For as long as I can remember, my favorite bird has been the tufted titmouse. I have always been charmed by his bright, inquisitive black eye, the perky tuft atop his head, his lovely markings, with shades of grey and his peachy-coloring underneath.
My brothers and I grew up learning about and loving nature. Our family vacations were always tent camping trips — Land Between the Lakes in Kentucky, southern Canada, Wisconsin, Colorado — and we were always equipped with bird and wildflower books. Finding a Lady’s Slipper in the forest or spotting a new bird gave us immeasurable pleasure. I have carried that love into adulthood, and birds, especially, give me great joy.
Many people say that the cardinal is a sign from God or a sign from heaven that our loved ones are watching over us, including a beloved lady I know, who has had a daily visitor tap on her windows in greeting for the past two years, and she believes wholeheartedly that he is her dad come to greet her and watch over her. I always thought the sentiment of the cardinal, or a butterfly, or a hummingbird, was a lovely one, but I did not give much credence to its validity.
The mother of a colleague at school died several months before my mom did, and in the months that ensued after we had both joined that sad club, he and I had several conversations about our losses. He told me that in the few months after his mom died, on more than one occasion he saw signs from her — perfectly aligned rocks on the sidewalk or other things that he thought were messages to him.
And after my mom died, I found a letter in her strongbox in which she wrote about how she had, on three separate occasions, received “eagle messages” and believed it to be a sign from my stepdad, Gene, after his death. In both instances — my colleague’s comments and my discovery of Mama J’s letter — I thought, “that’s nice,” but with a hefty dose of skepticism.

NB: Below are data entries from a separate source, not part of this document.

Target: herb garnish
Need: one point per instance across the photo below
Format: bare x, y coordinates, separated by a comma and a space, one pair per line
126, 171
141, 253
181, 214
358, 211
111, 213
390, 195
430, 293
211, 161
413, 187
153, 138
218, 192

Then, this series of events occurred: My mom died in early October of 2016, and for Christmas that year, I received a package from my stepmom Denise, which contained, among other things, a small, porcelain bird ornament. It was a tufted titmouse. The letter that accompanied the bird told me that many years ago, after my parents were divorced and my dad remarried, my mom had given my stepmom the ornament, saying “every Christmas tree needs a bird.” In the kindest of gestures, my stepmom thought that the bird would give me comfort, and she sent it to me. But here’s the thing — there was no way that my mom could have known, when she gave Denise the ornament, or, some 40 years later, could Denise have known, when she passed it along to me, that the tufted titmouse, aka “Tufty” was my favorite bird.
After we moved in to our newly built home, dubbed “Sunshine House,” my husband Brian and I started feeding the birds in our back yard. We had been seeing lots of cardinals and house finches and the like, but on Mother’s Day, my first Mother’s Day without my mom, we had another visitor: the tufted titmouse. I had never seen him there until that day and would not see him again until the next time he came — when Brian was out of town for a couple of days and I was home alone. Here’s what I texted him:
“Tufty came to the backyard again today, and I got a picture! God is looking out for me while you are away.”
Since then, Tufty has been a fairly regular visitor to Sunshine House. Sometimes it will be weeks before I see him, and sometimes he comes for a few days in a row. Each time, he makes me wonder: Are there really portents or signs? Do our loved ones watch over us from heaven or nature or the universe or wherever they are? I cannot answer definitively. Call it susceptibility, or a need to believe, or divine intervention, or even a little bit crazy, but those three events, particularly their timing, brought me great comfort in my grief, and I have to admit that, even if just a little bit, I believe that Mama J is still watching over me.